Issues running MQX in DDR on K70

avm · ‎11-27-2013

Happy Thanksgiving to all!

I'm trying to develop an MQX application that is a bootloader that resides in internal flash. It uses eGUI to initialize the LCDC and display status messages on the LCD screen, searches for an MQX application image on the SD card, loads it into DDR memory, and runs it. I'm close, but I'm running into problems: the loaded application starts up, and gets through MQX initialization, then crashes on the first interrupt.

Using the information from this thread, I have a simple MQX test application that the debugger can load into DDR memory, and it runs perfectly that way: https://community.freescale.com/thread/305368

But it doesn't run properly when launched by my bootloader. The BSPs for both the bootloader and application are configured to place the interrupt vectors in RAM. The application BSP has been modified according to the thread referenced above to not re-initialize the clock and DDR controller. I have verified that the bootloader properly loads the image into RAM by comparing the loaded RAM contents with the original image file contents. The bootloader transfers to the application by disabling interrupts, loading LR with 0xffffffff, loading SP with the initial value from the application's start vector, and branching to the PC from the application's start vector.

My board has a buzzer, and I added a little test code to the loaded application to sound the alarm before it starts up MQX. I do get the beep during startup when the bootloader loads the code then launches the application, so I know it's getting that far. (If I use the full BSP that doesn't have the clock and DDR initialization sections trimmed out as per the above thread, then this beep doesn't happen: presumably re-initializing the clock and/or DDR controller affects the DDR refresh and corrupts the memory.)
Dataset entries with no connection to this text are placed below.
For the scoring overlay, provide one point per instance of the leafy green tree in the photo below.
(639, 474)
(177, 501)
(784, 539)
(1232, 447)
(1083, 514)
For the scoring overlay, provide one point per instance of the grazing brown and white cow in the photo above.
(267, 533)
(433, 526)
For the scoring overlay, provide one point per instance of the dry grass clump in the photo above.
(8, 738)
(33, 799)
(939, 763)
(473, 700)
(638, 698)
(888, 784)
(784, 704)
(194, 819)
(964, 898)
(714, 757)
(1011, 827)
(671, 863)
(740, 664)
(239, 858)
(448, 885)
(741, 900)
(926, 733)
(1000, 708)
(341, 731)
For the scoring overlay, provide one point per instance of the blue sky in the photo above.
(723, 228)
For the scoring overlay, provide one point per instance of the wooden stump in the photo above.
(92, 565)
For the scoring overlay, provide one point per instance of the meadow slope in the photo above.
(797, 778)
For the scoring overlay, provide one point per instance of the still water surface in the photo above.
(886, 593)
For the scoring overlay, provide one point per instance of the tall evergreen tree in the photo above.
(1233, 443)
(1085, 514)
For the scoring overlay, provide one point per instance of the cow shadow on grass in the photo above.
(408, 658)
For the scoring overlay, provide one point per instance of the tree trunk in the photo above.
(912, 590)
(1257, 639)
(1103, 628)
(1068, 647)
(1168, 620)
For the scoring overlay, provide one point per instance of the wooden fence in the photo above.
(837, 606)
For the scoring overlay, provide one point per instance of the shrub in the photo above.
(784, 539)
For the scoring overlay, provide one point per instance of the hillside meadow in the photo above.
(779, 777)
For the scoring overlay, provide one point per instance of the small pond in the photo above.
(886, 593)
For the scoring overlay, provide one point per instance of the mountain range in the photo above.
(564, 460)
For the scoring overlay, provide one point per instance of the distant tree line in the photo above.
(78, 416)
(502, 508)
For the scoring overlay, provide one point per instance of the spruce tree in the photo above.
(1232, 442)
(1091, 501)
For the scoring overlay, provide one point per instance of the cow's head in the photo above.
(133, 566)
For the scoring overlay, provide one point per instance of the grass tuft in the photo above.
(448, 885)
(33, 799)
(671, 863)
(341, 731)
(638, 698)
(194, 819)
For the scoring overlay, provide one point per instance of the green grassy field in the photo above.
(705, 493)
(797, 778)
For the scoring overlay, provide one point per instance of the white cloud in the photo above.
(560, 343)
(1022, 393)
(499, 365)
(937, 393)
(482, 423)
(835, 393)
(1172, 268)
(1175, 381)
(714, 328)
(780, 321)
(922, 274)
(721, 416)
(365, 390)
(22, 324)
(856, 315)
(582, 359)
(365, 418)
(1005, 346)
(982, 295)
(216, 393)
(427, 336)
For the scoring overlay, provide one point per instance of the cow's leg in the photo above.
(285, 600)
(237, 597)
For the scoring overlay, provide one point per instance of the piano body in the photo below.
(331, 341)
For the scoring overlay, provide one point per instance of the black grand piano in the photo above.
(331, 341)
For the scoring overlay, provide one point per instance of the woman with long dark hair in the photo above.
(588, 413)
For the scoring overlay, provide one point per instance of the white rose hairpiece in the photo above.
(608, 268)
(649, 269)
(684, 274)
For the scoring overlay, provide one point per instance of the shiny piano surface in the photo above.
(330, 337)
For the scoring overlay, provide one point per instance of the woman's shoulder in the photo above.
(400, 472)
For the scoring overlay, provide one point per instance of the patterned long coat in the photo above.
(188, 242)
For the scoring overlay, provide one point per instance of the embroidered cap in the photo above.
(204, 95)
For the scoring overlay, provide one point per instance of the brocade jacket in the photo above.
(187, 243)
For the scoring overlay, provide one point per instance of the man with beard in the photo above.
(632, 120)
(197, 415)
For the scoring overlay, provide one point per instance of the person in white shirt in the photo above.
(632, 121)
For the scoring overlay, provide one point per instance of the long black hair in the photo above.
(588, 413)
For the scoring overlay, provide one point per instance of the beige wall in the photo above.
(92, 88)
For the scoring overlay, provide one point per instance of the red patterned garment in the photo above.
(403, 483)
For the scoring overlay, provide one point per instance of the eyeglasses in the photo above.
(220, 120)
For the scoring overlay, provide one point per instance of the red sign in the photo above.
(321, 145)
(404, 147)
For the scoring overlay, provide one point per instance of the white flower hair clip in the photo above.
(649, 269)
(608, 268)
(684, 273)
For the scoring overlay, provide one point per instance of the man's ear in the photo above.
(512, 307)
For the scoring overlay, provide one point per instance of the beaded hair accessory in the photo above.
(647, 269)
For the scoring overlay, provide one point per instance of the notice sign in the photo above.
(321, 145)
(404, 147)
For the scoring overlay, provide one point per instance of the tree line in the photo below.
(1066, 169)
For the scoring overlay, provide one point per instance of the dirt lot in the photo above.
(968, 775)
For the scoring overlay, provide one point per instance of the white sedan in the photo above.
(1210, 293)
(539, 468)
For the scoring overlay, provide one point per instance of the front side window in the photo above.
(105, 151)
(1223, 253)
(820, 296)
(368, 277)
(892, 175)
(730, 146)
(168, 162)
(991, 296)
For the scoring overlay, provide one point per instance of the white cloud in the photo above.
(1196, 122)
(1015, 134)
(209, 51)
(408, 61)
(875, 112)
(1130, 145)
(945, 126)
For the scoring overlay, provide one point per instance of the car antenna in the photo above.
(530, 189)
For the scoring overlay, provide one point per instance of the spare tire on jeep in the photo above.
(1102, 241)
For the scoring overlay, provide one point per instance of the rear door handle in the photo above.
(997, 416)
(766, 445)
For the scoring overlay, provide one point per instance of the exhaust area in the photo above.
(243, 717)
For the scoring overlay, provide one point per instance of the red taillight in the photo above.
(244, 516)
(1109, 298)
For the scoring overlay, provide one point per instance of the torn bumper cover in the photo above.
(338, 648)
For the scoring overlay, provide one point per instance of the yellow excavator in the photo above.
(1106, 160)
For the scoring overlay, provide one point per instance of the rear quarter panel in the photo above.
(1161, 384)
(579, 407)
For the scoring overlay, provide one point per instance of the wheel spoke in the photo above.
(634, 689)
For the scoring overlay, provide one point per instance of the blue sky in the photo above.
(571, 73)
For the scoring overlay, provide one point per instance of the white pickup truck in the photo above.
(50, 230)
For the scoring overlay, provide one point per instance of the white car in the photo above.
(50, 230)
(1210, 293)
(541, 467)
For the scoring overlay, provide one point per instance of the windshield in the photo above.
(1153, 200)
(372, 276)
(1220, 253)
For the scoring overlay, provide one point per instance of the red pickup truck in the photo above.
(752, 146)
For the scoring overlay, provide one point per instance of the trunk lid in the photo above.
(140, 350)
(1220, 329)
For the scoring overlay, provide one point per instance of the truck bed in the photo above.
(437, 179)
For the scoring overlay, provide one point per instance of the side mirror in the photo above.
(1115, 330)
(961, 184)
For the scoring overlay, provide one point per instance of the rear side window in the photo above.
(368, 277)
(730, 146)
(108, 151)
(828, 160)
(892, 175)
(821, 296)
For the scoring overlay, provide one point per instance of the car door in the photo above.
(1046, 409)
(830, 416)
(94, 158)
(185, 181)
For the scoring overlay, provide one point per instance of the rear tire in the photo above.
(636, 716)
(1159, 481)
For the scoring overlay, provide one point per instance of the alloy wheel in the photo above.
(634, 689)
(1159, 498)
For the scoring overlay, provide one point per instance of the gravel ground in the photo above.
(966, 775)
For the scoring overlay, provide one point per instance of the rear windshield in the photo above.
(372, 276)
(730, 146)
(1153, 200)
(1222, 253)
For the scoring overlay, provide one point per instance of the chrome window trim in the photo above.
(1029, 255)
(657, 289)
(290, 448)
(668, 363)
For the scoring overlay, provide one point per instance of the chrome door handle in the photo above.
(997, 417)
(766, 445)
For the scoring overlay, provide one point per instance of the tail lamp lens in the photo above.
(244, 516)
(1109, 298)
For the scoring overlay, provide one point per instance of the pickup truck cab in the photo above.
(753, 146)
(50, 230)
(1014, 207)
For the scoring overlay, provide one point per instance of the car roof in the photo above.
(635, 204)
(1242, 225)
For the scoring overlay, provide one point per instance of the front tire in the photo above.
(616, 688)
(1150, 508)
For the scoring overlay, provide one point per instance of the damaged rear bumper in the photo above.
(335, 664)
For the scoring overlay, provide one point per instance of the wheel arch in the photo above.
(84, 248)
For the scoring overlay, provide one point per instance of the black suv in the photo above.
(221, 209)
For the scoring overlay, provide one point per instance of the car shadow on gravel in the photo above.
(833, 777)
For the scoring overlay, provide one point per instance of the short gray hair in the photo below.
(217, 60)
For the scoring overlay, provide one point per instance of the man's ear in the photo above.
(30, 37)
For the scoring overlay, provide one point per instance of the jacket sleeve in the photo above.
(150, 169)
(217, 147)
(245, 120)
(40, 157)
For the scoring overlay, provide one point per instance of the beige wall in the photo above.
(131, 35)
If I step through the MQX initialization function _mqx(), I can see that the interrupt vectors gets properly set up, and the VTOR register points to them. Everything appears to initialize properly, all the way through creating the auto-start tasks. At the end of _mqx(), once everything is initialized, it calls _sched_start_internal() which simply executes an SVC instruction to generate a software interrupt to enter the scheduler. It is right around here where the application crashes, and interestingly, this is where I see the first difference in behavior between running this application directly from the debugger, and running it from the bootloader.

When running from the debugger, the SVC call properly jumps through the SVCall vector to the _svc_handler() function. But when I step through the SVC call when launched by the bootloader, it either crashes immediately, or it reaches the CPSID instruction to disable interrupts at the beginning of _int_kernel_isr(), and stepping through that instruction causes a crash. So, when launched by the debugger, the SVC instruction reaches _svc_handler() as expected, but when launched from the bootloader it reaches the general interrupt ISR.

Looking at the ICSR register just before stepping through the SVC call, I see it has the value 0x00400000 (ISRPENDING) when launched from the debugger, and 0x0440f000 (PENDSTSET + ISRPENDING + exception 15 pending) when launched from the bootloader. So it looks like a SysTick interrupt is pending when the SVC instruction is executed, so it goes to process that interrupt first? But why does that cause a crash?

Thinking that perhaps it can't handle an interrupt until the first time through the scheduler (maybe a different stack must be selected?) I tried clearing all of the SysTick registers to stop the counter before launching the application. It doesn't make any difference, the application still doesn't seem to get any farther than before. (Trying to step the debugger through the transition from the bootloader in flash to the application in DDR is not completely reliable, and since I've stopped the SysTick counter, I've not been able to step to the SVC call to see what difference that has had in the ICSR register.)

I've reached a brick wall, and have not been able to get past this point for many days.

Does anyone see anything I'm missing or something I'm doing wrong? Anybody got any ideas what I should try next or what I should look at?

Edit: I probably should've mentioned that it's MXQ 4.0 and Code Warrior 10.2, using a custom BSP on a custom board. The DDR memory configuration is identical to that on the K70 Tower board. The custom BSP is derived from the twrk70f120 BSP.

pravinfalcao · ‎03-09-2015

Hi,

I am also facing the same problem. After bootloader, application crashes in _sched_start_internal at SVC call. I think this question is till unanswered?? can anybody throws the light on this issue?

Please help.

Thanks,

Pravin

pravinfalcao · ‎03-13-2015

Hi,

Issue is SVC priority. If interrupts are disabled, then we will face this problem so make sure that interrupts are enabled before SVC instruction.

avm · ‎12-08-2013

I still need to investigate Bjoern's suggestions, but wanted to share a little more data I've collected in my recent attempts to get this working.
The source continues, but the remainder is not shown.